Poor physical habits during exam preparation also make things worse. Skipping meals, not sleeping properly, studying for 10 straight hours without breaks — all of these increase anxiety and reduce the brain’s ability to retain and retrieve information. Many students sacrifice sleep to read more the night before an exam, not realising that sleep is literally when the brain files away and organises everything studied that day.
What to do instead: Build your confidence through thorough preparation — there is no better anti-anxiety strategy than genuinely knowing your material. On exam days, eat a proper meal before heading out. Arrive at your centre early enough that you are not rushing.
If you feel anxiety creeping in when you sit down, try this: breathe in slowly for four counts, hold for four, breathe out for six. Do it three times. It genuinely works to calm your nervous system within minutes. If exam anxiety is severe for you, speak to your teacher, a school counsellor, or a trusted adult before exam week — not during it.
10. Writing Unstructured and Off-Topic Answers
The last mistake ties everything together — because even a student who studied well, managed their time, and read the question carefully can still lose marks by writing a poor answer.
WAEC examiners are marking hundreds of scripts. An answer that is clearly structured, directly addresses the question, and is easy to read will always earn more marks than one that contains the same information buried in rambling, disorganised paragraphs. Presentation matters. Organisation matters.
For essay questions, every response needs a clear beginning, middle, and end. Your introduction should show the examiner that you understand the question. Your body paragraphs should each make one main point supported with explanation or evidence. Your conclusion should wrap things up without just repeating what you already said.
For theory and structured questions, match your response exactly to what was asked. If the question says “give three reasons,” give exactly three — clearly numbered. Not two, not five. Three.

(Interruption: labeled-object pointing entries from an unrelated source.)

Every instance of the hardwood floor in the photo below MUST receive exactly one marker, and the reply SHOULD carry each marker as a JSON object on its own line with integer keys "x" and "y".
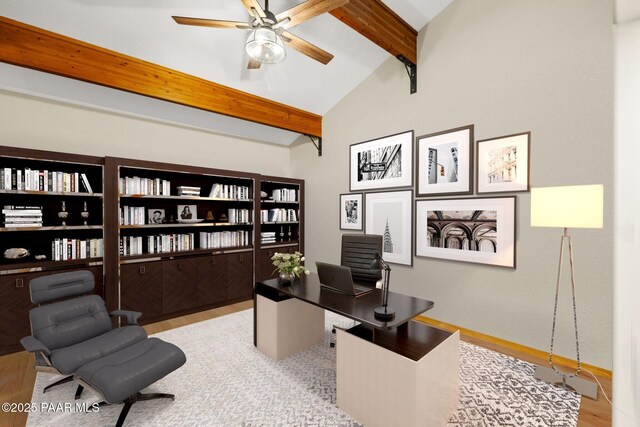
{"x": 17, "y": 376}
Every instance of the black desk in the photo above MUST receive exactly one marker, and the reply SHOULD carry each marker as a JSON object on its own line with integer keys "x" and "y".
{"x": 308, "y": 289}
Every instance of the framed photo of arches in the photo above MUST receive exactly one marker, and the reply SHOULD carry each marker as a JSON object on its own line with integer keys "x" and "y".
{"x": 477, "y": 230}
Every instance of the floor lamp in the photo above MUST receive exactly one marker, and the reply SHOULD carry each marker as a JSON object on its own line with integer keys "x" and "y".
{"x": 577, "y": 206}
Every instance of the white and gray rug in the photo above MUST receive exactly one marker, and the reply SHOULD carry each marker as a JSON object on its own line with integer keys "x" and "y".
{"x": 228, "y": 382}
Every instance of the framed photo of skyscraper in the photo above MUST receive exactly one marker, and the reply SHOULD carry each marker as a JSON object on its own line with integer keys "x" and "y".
{"x": 503, "y": 164}
{"x": 390, "y": 215}
{"x": 385, "y": 162}
{"x": 444, "y": 164}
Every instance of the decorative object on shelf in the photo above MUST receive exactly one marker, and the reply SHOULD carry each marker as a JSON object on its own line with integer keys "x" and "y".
{"x": 156, "y": 216}
{"x": 84, "y": 214}
{"x": 16, "y": 253}
{"x": 63, "y": 214}
{"x": 390, "y": 214}
{"x": 289, "y": 266}
{"x": 579, "y": 206}
{"x": 471, "y": 229}
{"x": 384, "y": 312}
{"x": 503, "y": 164}
{"x": 351, "y": 211}
{"x": 445, "y": 162}
{"x": 382, "y": 163}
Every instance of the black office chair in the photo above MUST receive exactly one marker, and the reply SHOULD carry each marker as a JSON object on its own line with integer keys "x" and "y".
{"x": 358, "y": 250}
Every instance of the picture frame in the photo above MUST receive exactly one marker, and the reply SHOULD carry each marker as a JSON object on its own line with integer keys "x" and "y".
{"x": 444, "y": 162}
{"x": 187, "y": 213}
{"x": 156, "y": 216}
{"x": 476, "y": 230}
{"x": 351, "y": 211}
{"x": 390, "y": 214}
{"x": 502, "y": 164}
{"x": 379, "y": 163}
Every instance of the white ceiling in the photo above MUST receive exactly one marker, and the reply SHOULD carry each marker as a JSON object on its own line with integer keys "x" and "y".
{"x": 144, "y": 29}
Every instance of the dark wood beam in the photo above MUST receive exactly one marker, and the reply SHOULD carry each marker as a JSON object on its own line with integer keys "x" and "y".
{"x": 374, "y": 20}
{"x": 38, "y": 49}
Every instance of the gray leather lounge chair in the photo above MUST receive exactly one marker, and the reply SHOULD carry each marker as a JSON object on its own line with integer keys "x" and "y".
{"x": 68, "y": 333}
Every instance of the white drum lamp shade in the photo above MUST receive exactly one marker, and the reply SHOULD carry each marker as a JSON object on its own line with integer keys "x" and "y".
{"x": 576, "y": 206}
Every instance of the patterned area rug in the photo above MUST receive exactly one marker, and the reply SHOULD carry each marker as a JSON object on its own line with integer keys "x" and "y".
{"x": 228, "y": 382}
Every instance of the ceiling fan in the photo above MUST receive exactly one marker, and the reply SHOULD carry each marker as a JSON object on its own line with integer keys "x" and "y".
{"x": 265, "y": 43}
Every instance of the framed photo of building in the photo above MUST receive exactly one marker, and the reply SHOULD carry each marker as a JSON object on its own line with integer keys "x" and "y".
{"x": 478, "y": 230}
{"x": 351, "y": 211}
{"x": 445, "y": 162}
{"x": 390, "y": 215}
{"x": 382, "y": 163}
{"x": 503, "y": 164}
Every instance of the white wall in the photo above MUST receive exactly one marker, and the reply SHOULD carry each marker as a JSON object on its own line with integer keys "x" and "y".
{"x": 626, "y": 364}
{"x": 30, "y": 122}
{"x": 507, "y": 67}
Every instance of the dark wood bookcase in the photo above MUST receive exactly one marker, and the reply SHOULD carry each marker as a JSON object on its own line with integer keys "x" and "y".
{"x": 288, "y": 232}
{"x": 39, "y": 240}
{"x": 162, "y": 281}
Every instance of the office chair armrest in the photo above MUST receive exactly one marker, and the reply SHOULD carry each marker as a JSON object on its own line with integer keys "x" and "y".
{"x": 32, "y": 345}
{"x": 131, "y": 316}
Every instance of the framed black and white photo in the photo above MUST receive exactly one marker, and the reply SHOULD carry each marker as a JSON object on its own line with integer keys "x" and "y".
{"x": 390, "y": 215}
{"x": 479, "y": 230}
{"x": 503, "y": 164}
{"x": 382, "y": 163}
{"x": 187, "y": 213}
{"x": 445, "y": 162}
{"x": 156, "y": 216}
{"x": 351, "y": 211}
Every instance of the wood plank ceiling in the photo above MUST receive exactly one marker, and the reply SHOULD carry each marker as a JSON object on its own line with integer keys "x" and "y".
{"x": 32, "y": 47}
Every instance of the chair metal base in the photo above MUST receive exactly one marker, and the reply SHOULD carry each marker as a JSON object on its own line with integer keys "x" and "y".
{"x": 580, "y": 385}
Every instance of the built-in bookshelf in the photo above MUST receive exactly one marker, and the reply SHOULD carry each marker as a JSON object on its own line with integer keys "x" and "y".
{"x": 52, "y": 221}
{"x": 280, "y": 220}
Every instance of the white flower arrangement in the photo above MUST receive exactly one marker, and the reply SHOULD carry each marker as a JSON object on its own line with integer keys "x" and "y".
{"x": 289, "y": 263}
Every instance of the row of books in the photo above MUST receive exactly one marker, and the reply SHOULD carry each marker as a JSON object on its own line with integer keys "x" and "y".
{"x": 278, "y": 215}
{"x": 22, "y": 216}
{"x": 239, "y": 216}
{"x": 43, "y": 180}
{"x": 68, "y": 249}
{"x": 230, "y": 191}
{"x": 268, "y": 237}
{"x": 284, "y": 195}
{"x": 145, "y": 186}
{"x": 224, "y": 239}
{"x": 132, "y": 215}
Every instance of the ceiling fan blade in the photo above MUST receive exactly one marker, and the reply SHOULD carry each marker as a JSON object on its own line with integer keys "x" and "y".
{"x": 307, "y": 10}
{"x": 306, "y": 48}
{"x": 213, "y": 23}
{"x": 252, "y": 5}
{"x": 253, "y": 64}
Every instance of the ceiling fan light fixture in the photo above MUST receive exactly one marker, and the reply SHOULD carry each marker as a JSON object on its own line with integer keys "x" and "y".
{"x": 266, "y": 46}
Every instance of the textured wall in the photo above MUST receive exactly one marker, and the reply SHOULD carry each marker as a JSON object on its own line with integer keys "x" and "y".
{"x": 47, "y": 125}
{"x": 506, "y": 66}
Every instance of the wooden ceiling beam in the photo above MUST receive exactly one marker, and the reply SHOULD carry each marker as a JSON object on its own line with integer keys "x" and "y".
{"x": 374, "y": 20}
{"x": 38, "y": 49}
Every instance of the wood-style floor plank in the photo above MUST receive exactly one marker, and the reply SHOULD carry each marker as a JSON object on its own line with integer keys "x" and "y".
{"x": 17, "y": 376}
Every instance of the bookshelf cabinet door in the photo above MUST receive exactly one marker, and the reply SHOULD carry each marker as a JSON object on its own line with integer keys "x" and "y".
{"x": 141, "y": 288}
{"x": 240, "y": 275}
{"x": 212, "y": 279}
{"x": 179, "y": 285}
{"x": 15, "y": 303}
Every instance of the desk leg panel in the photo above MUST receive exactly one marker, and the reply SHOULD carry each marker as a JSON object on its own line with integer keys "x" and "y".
{"x": 287, "y": 327}
{"x": 379, "y": 387}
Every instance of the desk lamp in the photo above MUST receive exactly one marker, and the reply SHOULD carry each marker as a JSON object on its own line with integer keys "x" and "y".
{"x": 567, "y": 207}
{"x": 384, "y": 312}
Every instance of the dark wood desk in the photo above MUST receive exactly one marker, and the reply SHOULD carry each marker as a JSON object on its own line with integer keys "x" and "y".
{"x": 308, "y": 289}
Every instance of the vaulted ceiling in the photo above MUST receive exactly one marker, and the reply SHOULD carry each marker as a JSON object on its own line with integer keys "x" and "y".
{"x": 144, "y": 29}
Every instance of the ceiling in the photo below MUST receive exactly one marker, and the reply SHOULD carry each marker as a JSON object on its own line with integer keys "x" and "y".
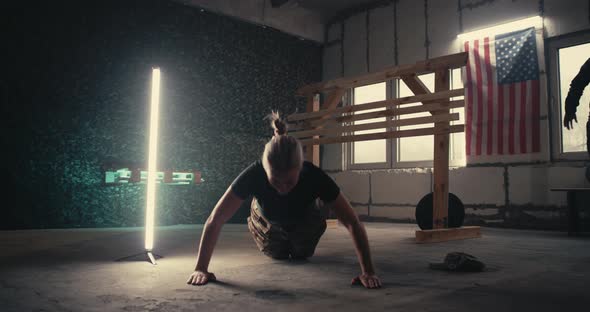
{"x": 328, "y": 9}
{"x": 303, "y": 18}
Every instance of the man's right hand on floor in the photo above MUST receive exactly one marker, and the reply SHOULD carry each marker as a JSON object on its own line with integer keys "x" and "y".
{"x": 201, "y": 278}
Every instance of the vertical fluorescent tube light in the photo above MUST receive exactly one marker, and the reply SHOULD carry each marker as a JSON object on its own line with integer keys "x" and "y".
{"x": 152, "y": 165}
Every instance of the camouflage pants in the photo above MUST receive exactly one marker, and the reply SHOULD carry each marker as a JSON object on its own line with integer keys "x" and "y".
{"x": 276, "y": 242}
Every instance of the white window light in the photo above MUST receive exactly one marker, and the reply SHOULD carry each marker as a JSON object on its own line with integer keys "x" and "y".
{"x": 152, "y": 164}
{"x": 535, "y": 21}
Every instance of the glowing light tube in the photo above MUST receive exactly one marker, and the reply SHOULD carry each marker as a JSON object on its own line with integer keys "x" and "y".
{"x": 152, "y": 161}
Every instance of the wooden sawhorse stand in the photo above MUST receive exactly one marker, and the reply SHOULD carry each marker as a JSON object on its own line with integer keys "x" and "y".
{"x": 333, "y": 124}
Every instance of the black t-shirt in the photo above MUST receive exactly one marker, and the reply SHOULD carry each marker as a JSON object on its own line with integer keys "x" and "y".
{"x": 290, "y": 208}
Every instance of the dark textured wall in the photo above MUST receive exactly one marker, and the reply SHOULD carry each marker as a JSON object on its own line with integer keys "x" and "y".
{"x": 75, "y": 96}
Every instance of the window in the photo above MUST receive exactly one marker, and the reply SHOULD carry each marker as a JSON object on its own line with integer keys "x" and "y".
{"x": 567, "y": 54}
{"x": 409, "y": 151}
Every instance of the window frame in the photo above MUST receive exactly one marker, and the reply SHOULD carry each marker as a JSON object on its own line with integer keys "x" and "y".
{"x": 393, "y": 152}
{"x": 554, "y": 100}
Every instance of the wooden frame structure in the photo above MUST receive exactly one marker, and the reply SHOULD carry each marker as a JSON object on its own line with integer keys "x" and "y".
{"x": 324, "y": 126}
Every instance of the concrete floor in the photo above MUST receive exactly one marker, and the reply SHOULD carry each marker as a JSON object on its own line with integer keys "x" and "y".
{"x": 74, "y": 270}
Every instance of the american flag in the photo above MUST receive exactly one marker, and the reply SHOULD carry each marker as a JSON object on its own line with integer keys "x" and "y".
{"x": 502, "y": 94}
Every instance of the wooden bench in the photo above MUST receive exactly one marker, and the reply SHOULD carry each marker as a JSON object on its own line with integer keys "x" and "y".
{"x": 328, "y": 123}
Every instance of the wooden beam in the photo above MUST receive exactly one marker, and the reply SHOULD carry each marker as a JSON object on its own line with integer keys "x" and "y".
{"x": 443, "y": 235}
{"x": 375, "y": 125}
{"x": 383, "y": 135}
{"x": 383, "y": 113}
{"x": 312, "y": 152}
{"x": 334, "y": 99}
{"x": 441, "y": 159}
{"x": 431, "y": 98}
{"x": 430, "y": 65}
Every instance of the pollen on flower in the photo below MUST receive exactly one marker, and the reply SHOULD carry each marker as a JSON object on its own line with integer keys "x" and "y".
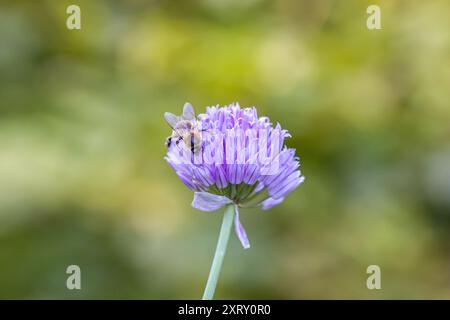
{"x": 238, "y": 158}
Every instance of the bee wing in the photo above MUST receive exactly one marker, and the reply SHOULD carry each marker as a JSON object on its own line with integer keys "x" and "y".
{"x": 188, "y": 111}
{"x": 171, "y": 119}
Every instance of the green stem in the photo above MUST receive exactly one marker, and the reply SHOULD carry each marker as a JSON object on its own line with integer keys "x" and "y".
{"x": 221, "y": 248}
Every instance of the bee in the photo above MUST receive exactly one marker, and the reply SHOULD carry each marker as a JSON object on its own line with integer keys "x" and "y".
{"x": 185, "y": 129}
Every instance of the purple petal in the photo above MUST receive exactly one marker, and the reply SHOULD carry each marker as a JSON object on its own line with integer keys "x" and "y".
{"x": 206, "y": 201}
{"x": 240, "y": 231}
{"x": 270, "y": 202}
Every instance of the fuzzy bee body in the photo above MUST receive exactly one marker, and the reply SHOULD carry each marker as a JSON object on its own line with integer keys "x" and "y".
{"x": 185, "y": 129}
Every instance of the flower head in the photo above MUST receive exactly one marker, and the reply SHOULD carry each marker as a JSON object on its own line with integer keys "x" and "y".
{"x": 229, "y": 155}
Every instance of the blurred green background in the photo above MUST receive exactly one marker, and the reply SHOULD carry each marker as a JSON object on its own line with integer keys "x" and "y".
{"x": 82, "y": 175}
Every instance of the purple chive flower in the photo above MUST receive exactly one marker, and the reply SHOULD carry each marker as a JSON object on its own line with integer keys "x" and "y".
{"x": 229, "y": 155}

And please — do not write WAEC answers the way you text your friends. No abbreviations, no “u” instead of “you,” no “lol,” no slang. Examiners are instructed to penalise non-standard language, and it leaves a bad impression on the entire script.
What to do instead: Before writing any essay answer, spend two to three minutes drafting a quick outline — just bullet points of your main ideas in order. This prevents you from going off-topic halfway through. After completing each answer, do a 60-second review: Does this answer the actual question that was asked? Is it legible? Have I given the right number of points?
Good handwriting also matters more than students realise. You do not need to write beautifully — you need to write clearly. A marker who struggles to read your answer is not going to award you the benefit of the doubt.
Quick Summary: The 10 Mistakes to Avoid in WAEC 2026
- Ignoring the official WAEC syllabus
- Not practising with past questions
- Poor time management during the exam
- Misreading exam questions
- Relying on examination malpractice
- Cramming at the last minute
- Underestimating English Language
- Making registration errors
- Not managing exam anxiety
- Writing unstructured and off-topic answers
Conclusion
Passing WAEC with excellent grades is not reserved for the smartest students in the class. It is for the most prepared ones — the ones who respected the process, started early, practised consistently, and walked into that hall ready to earn every mark they collected.
The 2025 WASSCE results showed the whole country what happens when genuine preparation is replaced with shortcuts. But they also showed something else: the students who prepared properly still passed. They still got their five credits. They are still on their way to university.
That can be you.
Avoid these mistakes, follow the guidance in this article, and go into that examination hall with the confidence that comes from knowing — not hoping — that you are ready. You’ve got this.